I want to ask couple of questions about the pricing and usages of the live models (aka speech to speech model):
’’’ I am using pipecat ‘‘‘’
1 - how we are getting billled for the models for the different modalities (audio to audio) / (audio to text)? Do we get billed for text and audio tokens togther or seperated depending on the modality?

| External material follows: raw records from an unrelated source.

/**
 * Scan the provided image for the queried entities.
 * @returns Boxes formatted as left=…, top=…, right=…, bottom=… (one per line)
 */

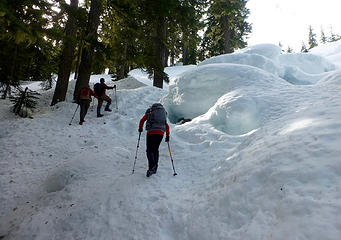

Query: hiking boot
left=146, top=170, right=155, bottom=177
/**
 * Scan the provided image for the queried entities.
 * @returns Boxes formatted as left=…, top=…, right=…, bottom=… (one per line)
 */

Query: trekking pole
left=115, top=88, right=118, bottom=110
left=69, top=104, right=79, bottom=125
left=167, top=142, right=178, bottom=176
left=91, top=98, right=95, bottom=112
left=131, top=132, right=141, bottom=174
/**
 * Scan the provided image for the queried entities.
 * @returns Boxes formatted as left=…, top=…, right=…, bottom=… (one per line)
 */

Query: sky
left=247, top=0, right=341, bottom=51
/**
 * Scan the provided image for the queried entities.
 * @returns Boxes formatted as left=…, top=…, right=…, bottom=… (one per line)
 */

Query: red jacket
left=139, top=113, right=169, bottom=137
left=101, top=83, right=115, bottom=97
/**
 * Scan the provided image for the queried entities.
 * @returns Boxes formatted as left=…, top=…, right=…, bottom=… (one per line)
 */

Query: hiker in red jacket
left=138, top=103, right=169, bottom=177
left=97, top=78, right=116, bottom=117
left=76, top=85, right=98, bottom=125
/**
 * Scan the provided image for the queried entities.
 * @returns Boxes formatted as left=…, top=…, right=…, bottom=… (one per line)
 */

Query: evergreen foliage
left=308, top=25, right=318, bottom=49
left=202, top=0, right=251, bottom=57
left=320, top=27, right=327, bottom=43
left=301, top=42, right=308, bottom=53
left=0, top=0, right=59, bottom=98
left=10, top=87, right=40, bottom=117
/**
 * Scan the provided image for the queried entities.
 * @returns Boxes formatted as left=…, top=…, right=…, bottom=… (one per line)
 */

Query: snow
left=0, top=42, right=341, bottom=240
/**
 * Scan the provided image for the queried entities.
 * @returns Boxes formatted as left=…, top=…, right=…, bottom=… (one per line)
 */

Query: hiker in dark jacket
left=138, top=103, right=169, bottom=177
left=97, top=78, right=116, bottom=117
left=76, top=85, right=98, bottom=125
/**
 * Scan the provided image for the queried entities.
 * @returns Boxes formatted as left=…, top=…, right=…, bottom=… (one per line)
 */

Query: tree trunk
left=73, top=0, right=102, bottom=99
left=170, top=51, right=175, bottom=66
left=222, top=15, right=233, bottom=53
left=163, top=48, right=169, bottom=67
left=153, top=17, right=166, bottom=88
left=73, top=40, right=83, bottom=80
left=51, top=0, right=78, bottom=106
left=2, top=44, right=18, bottom=99
left=118, top=43, right=128, bottom=79
left=182, top=43, right=188, bottom=65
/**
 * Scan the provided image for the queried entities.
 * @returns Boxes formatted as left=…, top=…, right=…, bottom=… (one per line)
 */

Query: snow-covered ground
left=0, top=42, right=341, bottom=240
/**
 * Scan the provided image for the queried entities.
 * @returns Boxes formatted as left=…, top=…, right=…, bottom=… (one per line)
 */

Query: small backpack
left=146, top=103, right=167, bottom=132
left=94, top=83, right=103, bottom=97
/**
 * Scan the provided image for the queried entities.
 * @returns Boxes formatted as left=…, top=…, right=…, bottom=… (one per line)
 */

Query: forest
left=0, top=0, right=251, bottom=105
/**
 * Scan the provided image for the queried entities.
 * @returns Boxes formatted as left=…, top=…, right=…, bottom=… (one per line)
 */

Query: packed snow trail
left=1, top=81, right=239, bottom=239
left=0, top=45, right=341, bottom=240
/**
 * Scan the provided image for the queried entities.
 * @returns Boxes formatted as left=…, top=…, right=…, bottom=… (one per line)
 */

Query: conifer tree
left=287, top=46, right=294, bottom=53
left=51, top=0, right=78, bottom=105
left=0, top=0, right=58, bottom=98
left=320, top=26, right=327, bottom=43
left=308, top=25, right=318, bottom=49
left=301, top=42, right=308, bottom=53
left=10, top=87, right=40, bottom=117
left=73, top=0, right=102, bottom=99
left=202, top=0, right=251, bottom=57
left=328, top=27, right=341, bottom=42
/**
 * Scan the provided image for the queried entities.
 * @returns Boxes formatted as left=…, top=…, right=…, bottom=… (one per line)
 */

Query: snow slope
left=0, top=42, right=341, bottom=240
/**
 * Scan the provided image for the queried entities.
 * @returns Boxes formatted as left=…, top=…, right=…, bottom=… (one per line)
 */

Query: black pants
left=79, top=99, right=90, bottom=122
left=147, top=134, right=163, bottom=172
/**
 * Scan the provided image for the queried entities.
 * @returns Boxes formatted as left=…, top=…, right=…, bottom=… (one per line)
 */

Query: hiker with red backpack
left=138, top=103, right=169, bottom=177
left=94, top=78, right=116, bottom=117
left=76, top=85, right=98, bottom=125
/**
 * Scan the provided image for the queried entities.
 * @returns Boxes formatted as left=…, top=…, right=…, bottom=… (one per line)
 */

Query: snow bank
left=199, top=44, right=335, bottom=85
left=163, top=64, right=290, bottom=129
left=0, top=43, right=341, bottom=240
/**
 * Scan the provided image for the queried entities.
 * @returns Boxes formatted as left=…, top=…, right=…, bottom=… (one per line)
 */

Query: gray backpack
left=146, top=103, right=167, bottom=132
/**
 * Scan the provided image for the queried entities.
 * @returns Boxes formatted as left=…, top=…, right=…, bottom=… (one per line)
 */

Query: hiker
left=76, top=85, right=98, bottom=125
left=94, top=78, right=116, bottom=117
left=138, top=103, right=169, bottom=177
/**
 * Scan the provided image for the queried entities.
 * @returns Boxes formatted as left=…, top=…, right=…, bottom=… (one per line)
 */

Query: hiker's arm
left=166, top=123, right=169, bottom=138
left=139, top=114, right=147, bottom=132
left=89, top=88, right=98, bottom=99
left=103, top=83, right=116, bottom=89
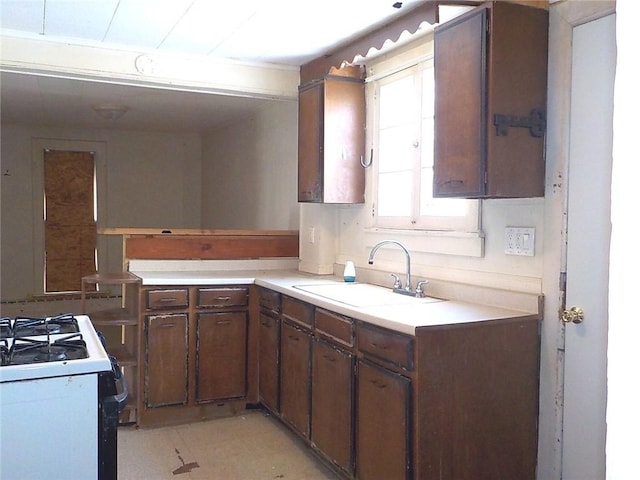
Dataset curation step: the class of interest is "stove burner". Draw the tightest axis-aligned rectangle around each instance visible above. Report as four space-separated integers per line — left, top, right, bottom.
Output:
33 345 67 363
8 333 89 365
13 313 79 338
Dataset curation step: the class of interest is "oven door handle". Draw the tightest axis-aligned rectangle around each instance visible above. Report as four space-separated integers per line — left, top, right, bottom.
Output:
102 358 129 428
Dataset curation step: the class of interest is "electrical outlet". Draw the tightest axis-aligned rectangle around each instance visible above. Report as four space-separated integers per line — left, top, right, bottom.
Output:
504 227 536 257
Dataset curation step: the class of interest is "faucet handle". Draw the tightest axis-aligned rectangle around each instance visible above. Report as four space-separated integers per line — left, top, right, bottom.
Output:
416 280 429 297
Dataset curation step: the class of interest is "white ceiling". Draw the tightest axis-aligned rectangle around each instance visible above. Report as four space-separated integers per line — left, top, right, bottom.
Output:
0 0 436 132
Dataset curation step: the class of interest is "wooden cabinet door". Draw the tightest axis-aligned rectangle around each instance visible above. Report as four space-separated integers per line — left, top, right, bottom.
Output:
280 322 311 438
433 1 549 198
298 83 324 202
298 75 365 203
433 9 487 197
311 340 354 474
145 313 189 408
258 312 280 412
356 361 411 480
196 311 247 403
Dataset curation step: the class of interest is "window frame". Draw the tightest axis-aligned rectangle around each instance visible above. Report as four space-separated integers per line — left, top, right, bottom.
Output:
366 34 482 236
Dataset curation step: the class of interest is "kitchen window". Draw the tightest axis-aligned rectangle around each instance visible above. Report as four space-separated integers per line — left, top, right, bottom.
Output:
368 42 479 232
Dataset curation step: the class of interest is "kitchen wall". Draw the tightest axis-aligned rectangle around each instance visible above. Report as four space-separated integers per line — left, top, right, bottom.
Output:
202 101 299 230
0 102 298 302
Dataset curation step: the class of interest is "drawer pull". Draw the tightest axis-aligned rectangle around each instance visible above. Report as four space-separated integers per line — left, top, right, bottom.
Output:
371 380 387 389
158 322 176 328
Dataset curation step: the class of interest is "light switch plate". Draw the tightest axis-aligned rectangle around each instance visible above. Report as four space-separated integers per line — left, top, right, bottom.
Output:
504 227 536 257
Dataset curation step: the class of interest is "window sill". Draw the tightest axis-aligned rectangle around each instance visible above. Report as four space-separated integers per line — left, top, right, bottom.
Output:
364 227 484 258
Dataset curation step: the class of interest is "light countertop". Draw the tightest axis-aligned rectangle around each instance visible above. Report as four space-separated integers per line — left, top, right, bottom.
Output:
131 268 539 335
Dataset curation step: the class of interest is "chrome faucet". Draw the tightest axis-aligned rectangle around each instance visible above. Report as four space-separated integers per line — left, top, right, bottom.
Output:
369 240 414 295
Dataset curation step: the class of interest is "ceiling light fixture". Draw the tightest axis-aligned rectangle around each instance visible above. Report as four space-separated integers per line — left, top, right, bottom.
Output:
93 105 129 121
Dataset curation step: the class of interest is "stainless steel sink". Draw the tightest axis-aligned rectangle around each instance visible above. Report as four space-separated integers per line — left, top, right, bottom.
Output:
294 282 442 308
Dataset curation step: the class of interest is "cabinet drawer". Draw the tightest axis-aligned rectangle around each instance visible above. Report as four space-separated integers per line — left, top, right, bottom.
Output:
258 288 280 312
358 324 413 370
282 296 313 327
147 288 189 310
315 308 354 347
198 287 249 307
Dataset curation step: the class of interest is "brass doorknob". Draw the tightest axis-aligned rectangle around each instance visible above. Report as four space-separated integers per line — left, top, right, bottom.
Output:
562 307 584 323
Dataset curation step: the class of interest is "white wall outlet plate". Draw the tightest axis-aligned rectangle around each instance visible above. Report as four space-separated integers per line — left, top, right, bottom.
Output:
504 227 536 257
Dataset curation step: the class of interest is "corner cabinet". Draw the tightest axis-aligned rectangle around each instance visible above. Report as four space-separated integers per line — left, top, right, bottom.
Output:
298 75 366 203
80 272 141 423
139 285 250 426
433 1 549 198
259 288 540 480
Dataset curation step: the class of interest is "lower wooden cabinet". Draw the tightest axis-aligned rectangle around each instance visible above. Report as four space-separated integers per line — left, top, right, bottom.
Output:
356 361 412 480
144 313 189 408
311 339 355 475
280 322 311 438
196 312 248 403
139 286 250 426
258 311 280 412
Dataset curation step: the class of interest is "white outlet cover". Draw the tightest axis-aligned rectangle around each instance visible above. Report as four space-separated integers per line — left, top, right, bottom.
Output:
504 227 536 257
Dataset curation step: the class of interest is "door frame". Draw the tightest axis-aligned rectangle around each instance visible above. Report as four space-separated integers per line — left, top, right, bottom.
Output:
537 0 616 480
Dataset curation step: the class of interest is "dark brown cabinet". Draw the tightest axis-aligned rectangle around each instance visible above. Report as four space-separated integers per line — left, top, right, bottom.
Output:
144 313 189 408
258 288 280 413
433 1 548 198
196 311 248 403
259 289 540 480
356 323 412 480
356 361 411 480
280 321 311 438
298 75 365 203
280 295 313 439
139 286 249 426
311 338 355 475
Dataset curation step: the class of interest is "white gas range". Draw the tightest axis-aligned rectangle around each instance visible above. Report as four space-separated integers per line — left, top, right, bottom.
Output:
0 314 127 480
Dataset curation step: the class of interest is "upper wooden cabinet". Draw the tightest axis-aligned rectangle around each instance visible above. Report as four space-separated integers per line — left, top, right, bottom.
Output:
298 75 365 203
433 2 548 198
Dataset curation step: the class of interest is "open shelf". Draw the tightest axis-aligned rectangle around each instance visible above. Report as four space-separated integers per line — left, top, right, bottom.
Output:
81 272 141 424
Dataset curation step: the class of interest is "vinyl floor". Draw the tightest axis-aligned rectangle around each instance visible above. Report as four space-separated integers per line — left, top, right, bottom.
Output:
118 410 338 480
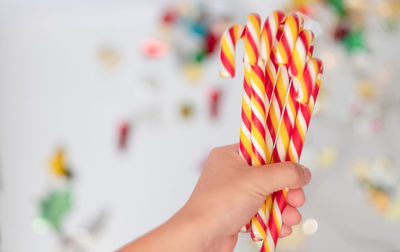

2 - The usages of the model I want to undrestand it better like this one for audio to text
prompt_token_count=3384 cached_content_token_count=None response_token_count=10 tool_use_prompt_token_count=None thoughts_token_count=None total_token_count=3394 prompt_tokens_details=[ModalityTokenCount(
modality=<MediaModality.TEXT: ‘TEXT’>,
token_count=3380
), ModalityTokenCount(
modality=<MediaModality.AUDIO: ‘AUDIO’>,
token_count=4
)] cache_tokens_details=None response_tokens_details=[ModalityTokenCount(
modality=<MediaModality.TEXT: ‘TEXT’>,
token_count=10
)] tool_use_prompt_tokens_details=None traffic_type=None
and for the audio to audio
prompt_token_count=3872 cached_content_token_count=None response_token_count=135 tool_use_prompt_token_count=None thoughts_token_count=None total_token_count=4007 prompt_tokens_details=[ModalityTokenCount(
modality=<MediaModality.TEXT: ‘TEXT’>,
token_count=3870
), ModalityTokenCount(
modality=<MediaModality.AUDIO: ‘AUDIO’>,
token_count=2
)] cache_tokens_details=None response_tokens_details=[ModalityTokenCount(
modality=<MediaModality.TEXT: ‘TEXT’>,
token_count=135
)] tool_use_prompt_tokens_details=None traffic_type=None
they are the same and did not see the differences. and the audio tokens are low i dont know if this normal or not.
Thanks ![]()